Rahmetli Muhsin Başkan, 80’den önce Ülkücülerle Devrimcileri masada biraraya getirmek için yaptıklarını ve diyalogun hangi mihraklarca engellendiğini sık sık anlatırdı. Aynı delikten ikinci kez ısırılamayana ‘mümin’ deniyorsa bize ne desinler?! Ergenekon kumpasının da benzer bir diyaloğu baltalamaya taammüden kastını biliyoruz.
Ehliyetsizlik ve liyakatsizliği ser-miyar edenlerin artı bir Rektör atamasına verilecek tepkinin ölçüsü ne olmalıydı? Muhtelif çap ve ebatta eylemler için el altında tutulan örgütler gerçekte hangi taraf için devrede oluyorlar?! Bütün film 80 Öncesinde miydi, 40 yıldır film sektörü krizde mi ki?!
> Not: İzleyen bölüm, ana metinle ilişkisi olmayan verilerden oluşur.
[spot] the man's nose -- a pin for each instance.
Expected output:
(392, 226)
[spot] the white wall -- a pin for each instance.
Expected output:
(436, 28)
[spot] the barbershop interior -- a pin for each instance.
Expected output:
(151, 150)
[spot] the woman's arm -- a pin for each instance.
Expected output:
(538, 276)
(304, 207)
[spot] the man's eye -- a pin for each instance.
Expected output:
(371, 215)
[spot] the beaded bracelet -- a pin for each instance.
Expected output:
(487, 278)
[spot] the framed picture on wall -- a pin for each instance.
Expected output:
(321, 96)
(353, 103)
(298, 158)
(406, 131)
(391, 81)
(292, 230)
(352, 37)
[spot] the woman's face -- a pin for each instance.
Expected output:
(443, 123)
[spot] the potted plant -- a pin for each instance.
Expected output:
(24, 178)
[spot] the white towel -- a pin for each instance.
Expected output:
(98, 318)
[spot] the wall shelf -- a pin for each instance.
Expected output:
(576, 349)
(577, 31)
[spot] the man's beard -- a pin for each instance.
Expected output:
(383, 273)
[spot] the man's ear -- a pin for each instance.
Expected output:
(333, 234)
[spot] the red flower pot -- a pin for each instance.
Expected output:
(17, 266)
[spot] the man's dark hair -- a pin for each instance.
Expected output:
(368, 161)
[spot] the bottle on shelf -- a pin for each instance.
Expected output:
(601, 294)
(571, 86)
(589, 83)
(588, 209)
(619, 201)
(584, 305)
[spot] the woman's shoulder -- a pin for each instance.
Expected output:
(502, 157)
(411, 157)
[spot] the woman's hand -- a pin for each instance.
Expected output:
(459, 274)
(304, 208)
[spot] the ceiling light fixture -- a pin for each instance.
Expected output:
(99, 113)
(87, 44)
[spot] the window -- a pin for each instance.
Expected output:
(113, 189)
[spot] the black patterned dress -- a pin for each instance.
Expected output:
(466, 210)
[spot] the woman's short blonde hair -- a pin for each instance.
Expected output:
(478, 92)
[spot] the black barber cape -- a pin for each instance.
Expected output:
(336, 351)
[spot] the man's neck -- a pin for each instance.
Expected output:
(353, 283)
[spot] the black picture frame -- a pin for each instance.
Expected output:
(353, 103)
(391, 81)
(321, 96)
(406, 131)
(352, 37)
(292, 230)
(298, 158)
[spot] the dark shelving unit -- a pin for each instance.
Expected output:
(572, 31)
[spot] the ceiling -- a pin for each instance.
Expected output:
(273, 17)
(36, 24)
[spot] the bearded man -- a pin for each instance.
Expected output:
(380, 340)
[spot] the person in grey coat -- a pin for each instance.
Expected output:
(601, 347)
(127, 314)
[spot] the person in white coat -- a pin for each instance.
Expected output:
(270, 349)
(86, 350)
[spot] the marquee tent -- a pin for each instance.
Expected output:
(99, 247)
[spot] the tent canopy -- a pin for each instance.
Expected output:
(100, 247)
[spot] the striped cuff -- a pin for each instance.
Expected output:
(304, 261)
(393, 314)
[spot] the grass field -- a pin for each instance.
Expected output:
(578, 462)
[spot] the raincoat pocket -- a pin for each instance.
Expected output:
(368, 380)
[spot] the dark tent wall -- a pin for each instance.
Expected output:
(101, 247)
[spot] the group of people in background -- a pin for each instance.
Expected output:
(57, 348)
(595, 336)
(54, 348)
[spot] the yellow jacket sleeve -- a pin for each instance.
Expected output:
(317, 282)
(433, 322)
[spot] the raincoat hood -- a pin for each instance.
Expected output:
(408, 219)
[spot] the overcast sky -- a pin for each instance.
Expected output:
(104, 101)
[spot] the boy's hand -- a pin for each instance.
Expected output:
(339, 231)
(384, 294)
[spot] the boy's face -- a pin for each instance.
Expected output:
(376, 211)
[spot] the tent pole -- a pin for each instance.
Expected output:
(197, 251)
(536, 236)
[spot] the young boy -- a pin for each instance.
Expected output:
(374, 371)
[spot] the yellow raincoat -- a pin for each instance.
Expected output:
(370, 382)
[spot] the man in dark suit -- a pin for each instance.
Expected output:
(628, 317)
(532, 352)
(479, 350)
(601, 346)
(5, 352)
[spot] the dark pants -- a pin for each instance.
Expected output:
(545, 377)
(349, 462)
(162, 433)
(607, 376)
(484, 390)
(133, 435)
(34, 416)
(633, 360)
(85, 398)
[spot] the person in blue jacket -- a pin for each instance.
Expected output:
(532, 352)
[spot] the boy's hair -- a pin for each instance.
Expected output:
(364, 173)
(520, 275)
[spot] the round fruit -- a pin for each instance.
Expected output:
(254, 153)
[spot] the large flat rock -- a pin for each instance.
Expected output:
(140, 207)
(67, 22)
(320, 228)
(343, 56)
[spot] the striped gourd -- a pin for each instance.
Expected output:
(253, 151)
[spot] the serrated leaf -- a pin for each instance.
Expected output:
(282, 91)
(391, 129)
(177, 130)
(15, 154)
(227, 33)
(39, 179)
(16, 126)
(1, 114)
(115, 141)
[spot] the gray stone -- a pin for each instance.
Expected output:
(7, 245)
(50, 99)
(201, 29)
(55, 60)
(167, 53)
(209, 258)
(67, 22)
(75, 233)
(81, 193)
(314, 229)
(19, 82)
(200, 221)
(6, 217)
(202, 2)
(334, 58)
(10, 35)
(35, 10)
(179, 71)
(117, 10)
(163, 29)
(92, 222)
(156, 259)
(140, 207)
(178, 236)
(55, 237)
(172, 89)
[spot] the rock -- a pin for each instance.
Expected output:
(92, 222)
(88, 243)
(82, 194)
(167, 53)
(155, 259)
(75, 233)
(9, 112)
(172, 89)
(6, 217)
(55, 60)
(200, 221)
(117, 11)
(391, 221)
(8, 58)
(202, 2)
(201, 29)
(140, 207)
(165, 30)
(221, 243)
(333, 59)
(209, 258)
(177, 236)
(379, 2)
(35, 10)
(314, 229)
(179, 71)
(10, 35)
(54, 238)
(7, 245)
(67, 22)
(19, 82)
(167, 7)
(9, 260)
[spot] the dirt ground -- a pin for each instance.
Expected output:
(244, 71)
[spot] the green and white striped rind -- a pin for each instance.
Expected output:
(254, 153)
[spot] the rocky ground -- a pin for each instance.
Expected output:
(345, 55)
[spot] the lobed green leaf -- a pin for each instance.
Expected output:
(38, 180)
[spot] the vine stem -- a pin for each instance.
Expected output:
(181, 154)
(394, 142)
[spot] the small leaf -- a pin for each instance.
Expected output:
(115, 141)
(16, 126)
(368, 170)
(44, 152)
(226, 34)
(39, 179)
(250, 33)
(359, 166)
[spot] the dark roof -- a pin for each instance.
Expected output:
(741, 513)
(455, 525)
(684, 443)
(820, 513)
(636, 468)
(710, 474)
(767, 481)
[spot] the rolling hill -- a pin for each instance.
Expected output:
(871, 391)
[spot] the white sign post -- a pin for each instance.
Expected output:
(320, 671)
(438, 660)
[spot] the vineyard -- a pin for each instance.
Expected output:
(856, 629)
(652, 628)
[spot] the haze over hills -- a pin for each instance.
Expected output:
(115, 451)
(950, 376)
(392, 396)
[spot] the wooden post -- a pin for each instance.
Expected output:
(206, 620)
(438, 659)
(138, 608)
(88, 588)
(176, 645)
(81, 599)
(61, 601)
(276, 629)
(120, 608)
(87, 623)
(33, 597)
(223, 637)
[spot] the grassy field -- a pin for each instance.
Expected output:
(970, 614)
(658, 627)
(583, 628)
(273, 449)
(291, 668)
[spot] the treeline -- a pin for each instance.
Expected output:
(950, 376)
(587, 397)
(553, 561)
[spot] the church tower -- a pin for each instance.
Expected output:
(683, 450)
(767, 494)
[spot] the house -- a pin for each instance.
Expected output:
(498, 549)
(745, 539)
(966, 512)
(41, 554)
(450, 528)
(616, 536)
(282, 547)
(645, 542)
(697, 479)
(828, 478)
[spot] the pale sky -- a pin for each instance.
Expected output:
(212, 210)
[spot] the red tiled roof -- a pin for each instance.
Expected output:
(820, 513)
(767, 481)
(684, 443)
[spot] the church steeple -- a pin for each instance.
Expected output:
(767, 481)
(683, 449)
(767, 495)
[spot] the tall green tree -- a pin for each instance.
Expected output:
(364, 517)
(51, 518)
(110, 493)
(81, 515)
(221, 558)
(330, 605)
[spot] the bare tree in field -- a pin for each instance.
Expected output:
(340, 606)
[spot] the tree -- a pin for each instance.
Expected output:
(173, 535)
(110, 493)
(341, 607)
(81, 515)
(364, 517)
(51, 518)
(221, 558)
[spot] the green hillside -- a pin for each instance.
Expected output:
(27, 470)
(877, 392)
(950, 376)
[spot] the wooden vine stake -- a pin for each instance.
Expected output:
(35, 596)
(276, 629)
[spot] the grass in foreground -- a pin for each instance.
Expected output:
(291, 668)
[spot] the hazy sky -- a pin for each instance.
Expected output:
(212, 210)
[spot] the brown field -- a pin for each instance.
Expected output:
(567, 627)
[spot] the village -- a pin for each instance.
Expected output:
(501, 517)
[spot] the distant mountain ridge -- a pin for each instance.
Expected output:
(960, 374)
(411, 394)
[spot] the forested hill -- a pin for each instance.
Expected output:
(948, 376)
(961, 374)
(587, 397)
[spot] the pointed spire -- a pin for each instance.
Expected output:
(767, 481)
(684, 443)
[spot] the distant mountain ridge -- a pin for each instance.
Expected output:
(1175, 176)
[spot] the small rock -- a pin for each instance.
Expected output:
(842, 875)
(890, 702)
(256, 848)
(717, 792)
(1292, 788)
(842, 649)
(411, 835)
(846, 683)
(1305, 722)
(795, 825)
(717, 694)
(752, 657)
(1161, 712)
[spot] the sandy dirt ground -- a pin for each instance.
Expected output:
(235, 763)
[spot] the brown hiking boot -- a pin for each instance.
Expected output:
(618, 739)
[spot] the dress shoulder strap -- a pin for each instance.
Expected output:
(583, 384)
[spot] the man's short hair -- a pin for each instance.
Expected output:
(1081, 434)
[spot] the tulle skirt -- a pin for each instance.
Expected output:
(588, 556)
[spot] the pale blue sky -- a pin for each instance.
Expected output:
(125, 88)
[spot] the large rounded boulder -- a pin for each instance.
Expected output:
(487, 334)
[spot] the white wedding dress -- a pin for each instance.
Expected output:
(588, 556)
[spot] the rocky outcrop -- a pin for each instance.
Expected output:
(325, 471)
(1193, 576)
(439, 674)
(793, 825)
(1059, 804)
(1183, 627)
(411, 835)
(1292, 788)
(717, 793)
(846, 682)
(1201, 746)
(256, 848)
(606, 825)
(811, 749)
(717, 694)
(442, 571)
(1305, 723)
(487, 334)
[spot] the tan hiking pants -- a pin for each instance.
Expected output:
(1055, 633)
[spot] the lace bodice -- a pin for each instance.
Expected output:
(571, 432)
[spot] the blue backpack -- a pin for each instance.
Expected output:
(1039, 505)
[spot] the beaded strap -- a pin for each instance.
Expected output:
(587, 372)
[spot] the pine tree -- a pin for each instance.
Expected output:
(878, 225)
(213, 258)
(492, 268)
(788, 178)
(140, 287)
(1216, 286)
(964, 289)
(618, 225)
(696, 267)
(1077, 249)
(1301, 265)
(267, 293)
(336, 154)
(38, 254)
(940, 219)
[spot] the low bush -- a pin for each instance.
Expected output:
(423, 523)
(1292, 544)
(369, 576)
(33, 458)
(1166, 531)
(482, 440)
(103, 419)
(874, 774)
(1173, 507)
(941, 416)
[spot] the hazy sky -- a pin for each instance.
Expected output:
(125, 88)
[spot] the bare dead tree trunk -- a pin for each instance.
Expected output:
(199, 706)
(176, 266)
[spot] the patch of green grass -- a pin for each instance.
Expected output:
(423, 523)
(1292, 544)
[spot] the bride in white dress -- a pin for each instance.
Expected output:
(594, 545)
Klasik bir protesto eyleminin çift taraflı organizasyonlarca sakız edilerek çiklet patlatma yarışına çevrilmesi “20 lira için cinayet işlendi” haberlerine benzemiyor mu? Kahve ağzıyla söylersek; fasulyeden bir sebepten halkı çift taraflı sokağa dökme körebesi.
Devletlû zevatın sağduyu yerine yangına körükle giden ve Edebali’nin “Bundan sonra öfke bize, uysallık sana; suçlamak bize, katlanmak sana” sözlerinin tam tersine omuz veren söylemleri neyin sinyalizasyonu? Diriliş Ertuğrul yada Kuruluş Osman vaaz u nasihatleri şişede durduğu gibi durmuyor demek ki..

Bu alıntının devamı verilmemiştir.